Logging library in python has been in standard library since a very long time. In many aspects, this logging framework bears similiarties with log4j libraries in Java. In this blog post, I will go over some of the good approaches when using python log formatting.
Avoid using root logger
Avoiding root logger provides the following benefits:
- Better descriptive names regarding where the log originated from. Helps during searching of logs
- Allows better log customization
Many times, we find it quite easy to start logging using logging.info/logging.error methods. However, using any of the methods under logging module will result in root logger being invoked. Take a look at the examples below involving two modules: logger_usage.py and user_record.py
logger_usage.py file:
import logging
import user_record
logging.basicConfig(level=logging.DEBUG)
logging.info("Hello World from root logger")
logging.error("failed to process\n")
user_record.process(-100)
user_record.process(100)
user_record.py
import logging
def process(user_id):
logging.info("processing user record = %s", user_id)
if user_id < 0:
logging.error("Invalid user id = %s", user_id)
After invoking logging_usage.py script, we get the following output:
python logger_usage.py
INFO:root:Hello World from root logger
ERROR:root:failed to process
INFO:root:processing user record = -100
ERROR:root:Invalid user id = -100
INFO:root:processing user record = 100
If you carefully observe the output, the logs from both modules contain the entry root (which refers to root logger name).
If you change the user_record.py to the following:
import logging
# you could use any name. However, it is good convention to use module name.
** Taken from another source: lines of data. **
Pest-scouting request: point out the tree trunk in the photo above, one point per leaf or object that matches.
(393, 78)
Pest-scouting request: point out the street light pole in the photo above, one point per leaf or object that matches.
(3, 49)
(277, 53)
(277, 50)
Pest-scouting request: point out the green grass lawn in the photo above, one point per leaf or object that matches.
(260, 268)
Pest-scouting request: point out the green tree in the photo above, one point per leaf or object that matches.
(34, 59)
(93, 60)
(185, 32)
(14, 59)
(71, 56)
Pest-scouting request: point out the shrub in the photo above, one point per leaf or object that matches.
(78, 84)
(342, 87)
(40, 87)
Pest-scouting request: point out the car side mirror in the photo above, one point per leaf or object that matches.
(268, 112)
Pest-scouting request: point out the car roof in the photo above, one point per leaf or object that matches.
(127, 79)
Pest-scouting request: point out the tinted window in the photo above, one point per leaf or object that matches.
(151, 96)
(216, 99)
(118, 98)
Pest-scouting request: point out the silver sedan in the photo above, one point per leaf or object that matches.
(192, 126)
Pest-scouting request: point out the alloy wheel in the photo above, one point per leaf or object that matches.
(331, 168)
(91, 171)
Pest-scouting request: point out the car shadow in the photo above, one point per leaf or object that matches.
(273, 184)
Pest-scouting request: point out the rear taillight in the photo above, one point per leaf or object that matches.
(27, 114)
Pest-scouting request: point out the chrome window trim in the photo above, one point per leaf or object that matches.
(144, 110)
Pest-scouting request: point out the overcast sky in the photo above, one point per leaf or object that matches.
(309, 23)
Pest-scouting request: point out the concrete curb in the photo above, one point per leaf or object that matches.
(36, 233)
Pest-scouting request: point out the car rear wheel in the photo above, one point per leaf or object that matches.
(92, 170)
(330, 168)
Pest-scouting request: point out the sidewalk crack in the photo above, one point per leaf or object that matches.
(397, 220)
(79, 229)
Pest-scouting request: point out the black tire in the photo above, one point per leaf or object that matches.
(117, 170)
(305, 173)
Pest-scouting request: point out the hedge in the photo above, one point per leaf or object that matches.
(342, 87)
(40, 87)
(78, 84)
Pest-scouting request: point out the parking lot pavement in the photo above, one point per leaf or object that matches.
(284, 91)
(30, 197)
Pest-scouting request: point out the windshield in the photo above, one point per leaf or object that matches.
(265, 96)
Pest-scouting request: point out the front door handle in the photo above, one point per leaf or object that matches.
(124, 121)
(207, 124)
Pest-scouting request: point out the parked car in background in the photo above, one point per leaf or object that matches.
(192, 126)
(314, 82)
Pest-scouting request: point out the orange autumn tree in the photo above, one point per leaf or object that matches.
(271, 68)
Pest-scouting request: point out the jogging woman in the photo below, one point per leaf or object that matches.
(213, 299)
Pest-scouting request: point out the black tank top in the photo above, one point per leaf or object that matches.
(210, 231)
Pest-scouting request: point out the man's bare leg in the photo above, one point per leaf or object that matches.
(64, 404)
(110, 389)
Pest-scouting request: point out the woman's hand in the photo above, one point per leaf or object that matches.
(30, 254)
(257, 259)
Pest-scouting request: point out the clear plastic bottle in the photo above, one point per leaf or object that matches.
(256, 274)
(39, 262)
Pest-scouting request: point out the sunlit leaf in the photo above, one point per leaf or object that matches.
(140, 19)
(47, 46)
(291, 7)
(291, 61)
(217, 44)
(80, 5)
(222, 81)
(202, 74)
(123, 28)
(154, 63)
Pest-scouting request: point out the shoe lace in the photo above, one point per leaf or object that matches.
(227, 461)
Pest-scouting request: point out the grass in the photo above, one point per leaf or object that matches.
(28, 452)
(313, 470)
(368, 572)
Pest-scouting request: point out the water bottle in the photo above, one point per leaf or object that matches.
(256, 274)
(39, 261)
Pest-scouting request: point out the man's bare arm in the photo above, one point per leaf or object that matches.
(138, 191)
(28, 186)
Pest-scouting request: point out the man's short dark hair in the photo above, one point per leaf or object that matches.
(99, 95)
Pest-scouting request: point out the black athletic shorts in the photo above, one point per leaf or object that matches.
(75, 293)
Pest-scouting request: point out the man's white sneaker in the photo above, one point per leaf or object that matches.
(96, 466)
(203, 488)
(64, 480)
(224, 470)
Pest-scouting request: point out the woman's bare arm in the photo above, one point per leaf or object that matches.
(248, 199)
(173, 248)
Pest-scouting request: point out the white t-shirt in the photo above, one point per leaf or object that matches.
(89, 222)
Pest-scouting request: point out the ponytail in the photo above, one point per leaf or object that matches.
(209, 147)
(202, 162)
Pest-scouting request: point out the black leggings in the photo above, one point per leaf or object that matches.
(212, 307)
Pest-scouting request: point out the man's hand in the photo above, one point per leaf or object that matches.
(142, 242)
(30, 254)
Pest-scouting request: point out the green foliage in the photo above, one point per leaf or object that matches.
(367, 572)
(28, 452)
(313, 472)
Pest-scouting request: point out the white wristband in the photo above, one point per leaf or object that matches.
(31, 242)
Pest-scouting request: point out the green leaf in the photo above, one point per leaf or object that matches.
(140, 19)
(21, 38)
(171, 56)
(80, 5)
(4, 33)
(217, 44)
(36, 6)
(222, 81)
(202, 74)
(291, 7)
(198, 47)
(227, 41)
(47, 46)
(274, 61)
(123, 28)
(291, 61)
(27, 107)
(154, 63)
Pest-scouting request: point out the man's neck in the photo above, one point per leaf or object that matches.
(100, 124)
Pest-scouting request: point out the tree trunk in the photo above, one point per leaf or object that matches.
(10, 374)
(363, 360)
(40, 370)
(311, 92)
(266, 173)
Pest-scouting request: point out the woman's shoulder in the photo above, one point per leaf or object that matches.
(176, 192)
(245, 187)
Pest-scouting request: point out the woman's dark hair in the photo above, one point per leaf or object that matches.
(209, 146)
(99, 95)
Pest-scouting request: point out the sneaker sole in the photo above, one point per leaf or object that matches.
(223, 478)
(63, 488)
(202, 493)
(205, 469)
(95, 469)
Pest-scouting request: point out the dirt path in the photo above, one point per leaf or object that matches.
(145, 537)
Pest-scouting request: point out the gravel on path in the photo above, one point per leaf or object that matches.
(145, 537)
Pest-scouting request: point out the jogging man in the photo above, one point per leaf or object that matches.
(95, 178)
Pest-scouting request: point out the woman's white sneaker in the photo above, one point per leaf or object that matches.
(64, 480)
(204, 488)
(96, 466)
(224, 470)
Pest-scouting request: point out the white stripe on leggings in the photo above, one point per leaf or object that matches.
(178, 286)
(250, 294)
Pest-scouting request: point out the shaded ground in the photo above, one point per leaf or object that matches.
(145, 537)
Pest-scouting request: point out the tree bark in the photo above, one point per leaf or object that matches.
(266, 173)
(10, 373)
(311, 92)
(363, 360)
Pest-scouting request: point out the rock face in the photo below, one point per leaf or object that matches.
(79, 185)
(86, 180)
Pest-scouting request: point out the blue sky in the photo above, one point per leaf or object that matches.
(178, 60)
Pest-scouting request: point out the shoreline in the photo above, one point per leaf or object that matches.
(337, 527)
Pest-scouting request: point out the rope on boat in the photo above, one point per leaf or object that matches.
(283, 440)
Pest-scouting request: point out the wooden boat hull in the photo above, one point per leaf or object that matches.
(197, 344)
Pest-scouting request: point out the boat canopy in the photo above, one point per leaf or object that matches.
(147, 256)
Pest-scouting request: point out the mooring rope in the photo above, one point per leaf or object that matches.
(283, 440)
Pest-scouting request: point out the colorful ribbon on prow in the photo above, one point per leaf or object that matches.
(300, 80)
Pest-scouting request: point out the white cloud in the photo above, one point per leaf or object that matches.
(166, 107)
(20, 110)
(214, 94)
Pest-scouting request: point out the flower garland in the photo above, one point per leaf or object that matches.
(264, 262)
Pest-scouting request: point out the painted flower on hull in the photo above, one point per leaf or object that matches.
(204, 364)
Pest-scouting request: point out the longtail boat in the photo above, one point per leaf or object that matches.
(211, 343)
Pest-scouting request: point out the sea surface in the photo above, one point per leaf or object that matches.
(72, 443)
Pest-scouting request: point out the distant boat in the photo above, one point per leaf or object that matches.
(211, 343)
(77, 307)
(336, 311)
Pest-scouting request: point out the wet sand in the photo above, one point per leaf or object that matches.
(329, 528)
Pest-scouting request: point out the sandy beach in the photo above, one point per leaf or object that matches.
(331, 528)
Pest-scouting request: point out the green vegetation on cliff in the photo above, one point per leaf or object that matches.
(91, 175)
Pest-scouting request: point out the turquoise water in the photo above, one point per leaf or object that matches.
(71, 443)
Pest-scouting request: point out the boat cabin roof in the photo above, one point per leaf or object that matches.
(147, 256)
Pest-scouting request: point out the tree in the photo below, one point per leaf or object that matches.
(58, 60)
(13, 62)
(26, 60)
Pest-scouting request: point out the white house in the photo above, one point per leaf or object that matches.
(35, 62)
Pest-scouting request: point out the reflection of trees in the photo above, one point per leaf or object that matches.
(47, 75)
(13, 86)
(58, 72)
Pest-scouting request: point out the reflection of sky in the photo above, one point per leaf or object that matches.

# here __name__ => is the module name (as this is not invoked as startup script)
#https://docs.python.org/3/reference/import.html?highlight=__name__#name__
logger = logging.getLogger(__name__)
def process(user_id):
logger.info("processing user record = %s", user_id)
if user_id < 0:
logger.error("Invalid user id = %s", user_id)
After doing this change, notice the changes in the output. Instead of root we get user_record in logs originating from user_record module.
python root_logger_usage.py
INFO:root:Hello World from root logger
ERROR:root:failed to process
INFO:user_record:processing user record = -100
ERROR:user_record:Invalid user id = -100
INFO:user_record:processing user record = 100
Now, let’s say in the future you realize that there are too many processing user record logs and you only want error or higher priority logs from user_record module. You can achieve this by customizing the logger in user_record.py:
import logging
logger = logging.getLogger(__name__)
logger.setLevel(logging.ERROR)
def process(user_id):
logger.info("processing user record = %s", user_id)
if user_id < 0:
logger.error("Invalid user id = %s", user_id)
Running the script again will output the following result. Note how the info logs are missing from user_record module.
python logger_usage.py
INFO:root:Hello World from root logger
ERROR:root:failed to process
ERROR:user_record:Invalid user id = -100
This is just the tip of the iceberg of what we can achieve with a custom logger. Although this is a basic example of how we can customize logging, in most cases one would use a centralized logging config
Use %s string formatting instead of constructing a string
Using %s string formatting is more efficient if the log never appears. Creating unnecessary objects causes pressure on garbage collector.
Consider the following different ways to format a log string containing a user_id:
logger.info("processing user record id =%s", user_id)- No extra string is created as this uses delayed evaluation and final string is only constructed if corressponding level is enabled.
logger.info(f"processing user record id = {user_id}")- An extra string is constructed and then discarded.
logger.info("processing user record id={user_id}".format(user_id=user_id))- Same here as well. Extra string is constructed and then discarded.
Use isEnabledFor method to avoid expensive computations
Consider a scenario where you want to output some debugging information and computing/fetching this debugging information takes lot of time.
prev_config = fetch_previous_state(new_config.id) # Makes a db call
new_formatted_config = format_config_as_json(new_config) # just formats as json (cpu based)
prev_formatted_config = format_config_as_json(prev_config)
logger.debug("new_config=%s old_config=%s", new_formatted_config, prev_formatted_config)
In the above scenario, the log line never appears if the logging level is > DEBUG. In this case, the time spent in making a call to fetch_previous_state and 2 calls to format_config_as_json are wasted.
A better way to achive the following is to use isEnabledFor .
if logger.isEnabledFor(logging.DEBUG):
prev_config = fetch_previous_state(new_config.id)
new_formatted_config = format_config_as_json(new_config)
prev_formatted_config = format_config_as_json(prev_config)
logger.debug("new_config=%s old_config=%s", new_formatted_config, prev_formatted_config)